The closest relatives to the praying mantis are termites and cockroaches. At one time it was believed that praying mantises were related to stick bugs, but that has proven to be untrue. The name, Praying Mantis, is taken from the shape and position of the insect’s front legs which appear to be folded in prayer. The scientific name, mantodea, is formed from two Ancient Greek words, mantis meaning “prophet” and eidos meaning “form” or “type”. The term “praying mantis” was first coined in 1838 by the German entomologist, Hermann Burrmeister.

Mantises come in long-winged, short-winged, vestigial winged and wingless forms. They protect themselves through camouflage and concealment. Their entire bodies can turn from dark brown to bright chartreuse green.

Praying Mantises are incredibly skilled, aggressive hunters. They eat many different kinds and sizes of insects depending on the mantis’ size and stage of development. Their mode of hunting is usually to ambush their prey, but they have been known to chase especially desirable prey for short distances. Their eyes have a visual range of 50 feet, and they are primarily diurnal, but they have been known to fly at night. This is especially true of males who will fly at night during mating season.

Praying mantises have three primary life cycle stages: egg, nymph and adult. The egg stage begins in late autumn after a female has mated. The female then excretes a cream-colored substance that resembles rubber cement in consistency onto a stem or the bottom of a leaf. As the substance dries it turns brown and forms a small (usually 1 inch long and wide) somewhat round mass that looks very much like a tiny hornet’s nest. Inside this egg case which is called an ootheca, the female praying mantis has deposited between 200 and 400 eggs. The egg cases can survive very harsh winters and very wet springs, but they cannot survive attacks from birds and other animals that are prone to eat them.

In spring the second stage of the life cycle unfolds. The eggs hatch and the tiny nymphs eat their way out of the egg case. The nymphs as they first emerge are nearly perfectly formed little praying mantises. They are voracious eaters and will readily evidence cannibalistic behaviours if there is no other food source available. Fruit flies, aphids and white flies are excellent food sources for the praying mantis nymphs.

By early summer, the praying mantises are into the third and final stage of their life cycle – the adult stage. During this stage the mantises are growing very rapidly. They will shed their exoskeletons in a molt up to 10 times during the summer. As they grow, the prey that they will hunt and consume will also increase in size. The most common food sources include moths, crickets, flies and grasshoppers, but praying mantises have been observed devouring small lizards, birds, rodents, frogs, snakes and fish. Unfortunately, praying mantises will eat other beneficial garden insects like butterflies. As adults, praying mantises will not wander far from where they are released unless the food sources are insufficient.

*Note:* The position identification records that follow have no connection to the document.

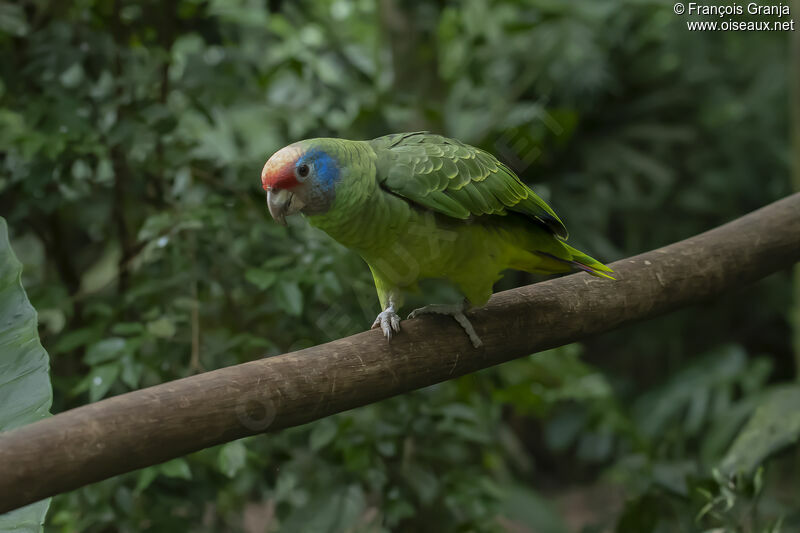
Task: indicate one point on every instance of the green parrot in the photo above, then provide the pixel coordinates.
(421, 206)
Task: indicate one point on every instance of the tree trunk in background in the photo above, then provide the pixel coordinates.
(794, 103)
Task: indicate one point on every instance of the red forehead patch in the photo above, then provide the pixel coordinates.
(278, 172)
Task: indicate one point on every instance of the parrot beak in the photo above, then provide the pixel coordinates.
(283, 203)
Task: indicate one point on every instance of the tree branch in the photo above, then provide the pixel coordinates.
(152, 425)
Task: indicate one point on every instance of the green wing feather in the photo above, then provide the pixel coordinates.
(456, 179)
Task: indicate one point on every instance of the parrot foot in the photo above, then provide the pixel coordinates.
(388, 321)
(454, 310)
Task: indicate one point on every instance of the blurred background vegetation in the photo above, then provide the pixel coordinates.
(132, 134)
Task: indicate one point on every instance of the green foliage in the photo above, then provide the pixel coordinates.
(131, 139)
(25, 392)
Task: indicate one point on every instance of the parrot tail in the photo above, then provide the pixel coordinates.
(581, 261)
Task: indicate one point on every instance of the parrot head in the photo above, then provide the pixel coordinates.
(300, 178)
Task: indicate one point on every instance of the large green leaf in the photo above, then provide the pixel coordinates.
(774, 426)
(25, 392)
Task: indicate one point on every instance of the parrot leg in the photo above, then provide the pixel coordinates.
(454, 310)
(388, 321)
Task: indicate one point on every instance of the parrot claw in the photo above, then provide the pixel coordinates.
(388, 321)
(457, 312)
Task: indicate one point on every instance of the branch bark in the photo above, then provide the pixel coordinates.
(152, 425)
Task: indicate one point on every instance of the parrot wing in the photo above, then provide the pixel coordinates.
(456, 179)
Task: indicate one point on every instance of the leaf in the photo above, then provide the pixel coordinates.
(260, 278)
(105, 350)
(177, 468)
(775, 424)
(100, 380)
(163, 328)
(232, 458)
(25, 391)
(290, 297)
(322, 434)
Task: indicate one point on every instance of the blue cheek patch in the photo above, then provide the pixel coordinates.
(326, 171)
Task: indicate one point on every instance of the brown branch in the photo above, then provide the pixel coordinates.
(152, 425)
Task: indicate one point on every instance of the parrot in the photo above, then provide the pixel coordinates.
(418, 206)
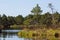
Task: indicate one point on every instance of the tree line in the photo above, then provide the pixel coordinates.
(36, 18)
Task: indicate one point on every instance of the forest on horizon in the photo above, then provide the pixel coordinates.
(32, 19)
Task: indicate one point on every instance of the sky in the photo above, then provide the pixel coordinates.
(24, 7)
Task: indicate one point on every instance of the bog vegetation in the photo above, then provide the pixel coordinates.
(36, 17)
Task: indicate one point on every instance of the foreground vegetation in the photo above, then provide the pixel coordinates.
(40, 34)
(36, 18)
(35, 25)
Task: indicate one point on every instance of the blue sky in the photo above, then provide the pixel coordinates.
(23, 7)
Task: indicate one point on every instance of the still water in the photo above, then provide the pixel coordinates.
(10, 35)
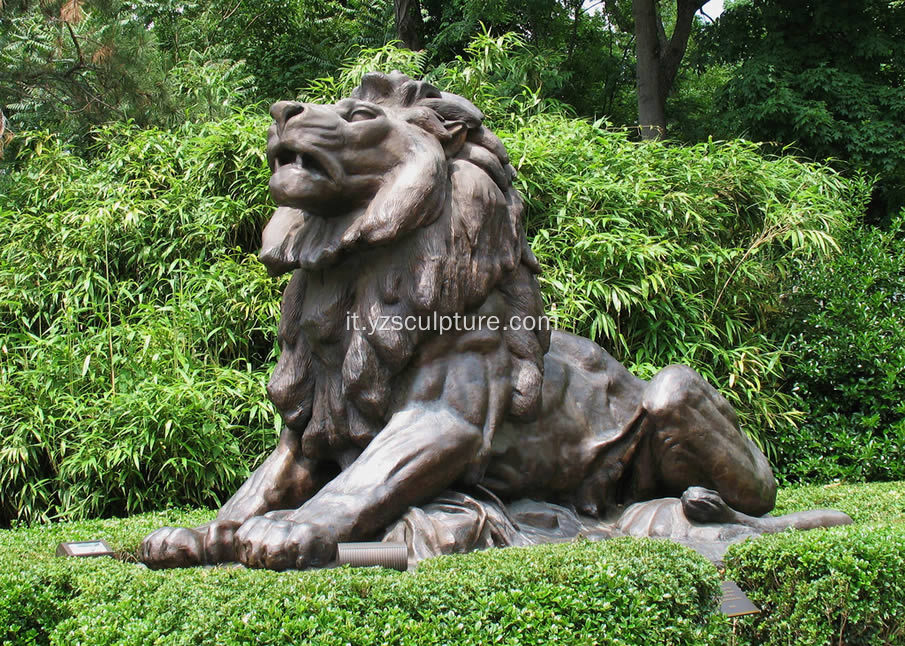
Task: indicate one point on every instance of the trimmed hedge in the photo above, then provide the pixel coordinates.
(812, 586)
(839, 586)
(844, 585)
(624, 591)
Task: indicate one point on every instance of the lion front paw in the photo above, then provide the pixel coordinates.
(172, 547)
(706, 506)
(277, 544)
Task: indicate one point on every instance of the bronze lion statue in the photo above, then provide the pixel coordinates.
(424, 396)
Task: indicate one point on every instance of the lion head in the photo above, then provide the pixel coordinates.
(394, 202)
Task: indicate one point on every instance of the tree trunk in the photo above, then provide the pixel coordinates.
(651, 95)
(409, 23)
(658, 59)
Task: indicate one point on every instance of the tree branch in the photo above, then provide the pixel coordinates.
(78, 50)
(673, 51)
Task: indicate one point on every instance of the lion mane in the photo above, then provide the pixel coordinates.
(442, 235)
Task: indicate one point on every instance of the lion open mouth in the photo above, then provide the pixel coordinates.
(301, 160)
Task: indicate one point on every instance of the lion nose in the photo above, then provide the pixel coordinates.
(283, 111)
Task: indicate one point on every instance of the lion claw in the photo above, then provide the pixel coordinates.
(172, 547)
(276, 544)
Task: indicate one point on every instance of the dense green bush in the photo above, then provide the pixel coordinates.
(847, 329)
(865, 503)
(620, 592)
(669, 254)
(137, 331)
(837, 586)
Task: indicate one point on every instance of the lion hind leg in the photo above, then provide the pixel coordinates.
(692, 438)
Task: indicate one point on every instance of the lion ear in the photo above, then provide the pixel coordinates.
(457, 131)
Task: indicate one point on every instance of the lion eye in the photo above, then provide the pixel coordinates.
(361, 115)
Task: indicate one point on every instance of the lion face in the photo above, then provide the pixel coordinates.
(329, 159)
(349, 175)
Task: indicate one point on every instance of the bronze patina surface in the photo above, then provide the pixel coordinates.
(396, 214)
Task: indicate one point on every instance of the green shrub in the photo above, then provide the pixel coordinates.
(668, 254)
(137, 330)
(624, 591)
(837, 586)
(847, 328)
(865, 503)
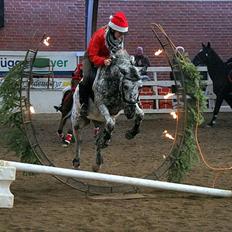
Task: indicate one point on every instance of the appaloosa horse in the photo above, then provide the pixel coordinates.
(115, 88)
(219, 73)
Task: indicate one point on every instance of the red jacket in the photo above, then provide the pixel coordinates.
(97, 50)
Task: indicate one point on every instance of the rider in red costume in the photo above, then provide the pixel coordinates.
(104, 42)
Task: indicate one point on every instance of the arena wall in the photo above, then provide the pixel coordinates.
(188, 23)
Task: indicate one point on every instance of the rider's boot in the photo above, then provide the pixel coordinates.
(84, 110)
(58, 108)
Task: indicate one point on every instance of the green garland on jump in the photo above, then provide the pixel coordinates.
(11, 116)
(185, 154)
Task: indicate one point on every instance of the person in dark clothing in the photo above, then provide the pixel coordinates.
(105, 41)
(141, 61)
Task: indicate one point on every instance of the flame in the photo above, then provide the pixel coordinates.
(168, 95)
(45, 41)
(158, 52)
(167, 135)
(174, 115)
(32, 110)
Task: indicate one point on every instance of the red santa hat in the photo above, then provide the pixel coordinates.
(118, 22)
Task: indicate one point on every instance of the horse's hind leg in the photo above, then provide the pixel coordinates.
(99, 160)
(139, 115)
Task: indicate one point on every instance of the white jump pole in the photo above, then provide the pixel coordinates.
(116, 179)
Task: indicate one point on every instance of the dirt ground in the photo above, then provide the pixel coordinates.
(42, 203)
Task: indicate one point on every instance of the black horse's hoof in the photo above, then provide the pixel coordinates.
(130, 134)
(76, 163)
(96, 167)
(211, 124)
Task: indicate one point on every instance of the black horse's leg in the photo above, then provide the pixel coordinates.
(218, 103)
(61, 125)
(228, 99)
(77, 128)
(139, 115)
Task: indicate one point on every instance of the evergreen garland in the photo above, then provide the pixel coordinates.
(11, 116)
(185, 154)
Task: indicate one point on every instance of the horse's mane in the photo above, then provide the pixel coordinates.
(122, 63)
(216, 58)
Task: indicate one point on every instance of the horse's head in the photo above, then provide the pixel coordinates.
(206, 56)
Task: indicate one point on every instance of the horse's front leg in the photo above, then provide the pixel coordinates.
(218, 103)
(139, 115)
(77, 135)
(77, 126)
(105, 133)
(99, 160)
(61, 126)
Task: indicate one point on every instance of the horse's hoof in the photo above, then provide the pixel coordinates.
(96, 168)
(210, 124)
(129, 135)
(65, 145)
(76, 164)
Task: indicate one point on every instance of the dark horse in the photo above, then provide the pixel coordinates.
(115, 88)
(219, 72)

Praying mantises live from 6-14 months depending on the species. One of their final acts is to mate. Even for a praying mantis, the act of mating involves a bizarre ritual. During this ritual, the female is known to often practice sexual cannibalism. The female bites off the male’s head, and if this happens after penetration has occurred, the act of decapitation causes the male to respond with a jerky movement thus delivering the sperm more efficiently. There is insufficient scientific data to suggest that the decapitation is biologically motivated, but the anecdotal evidence certainly seems clear.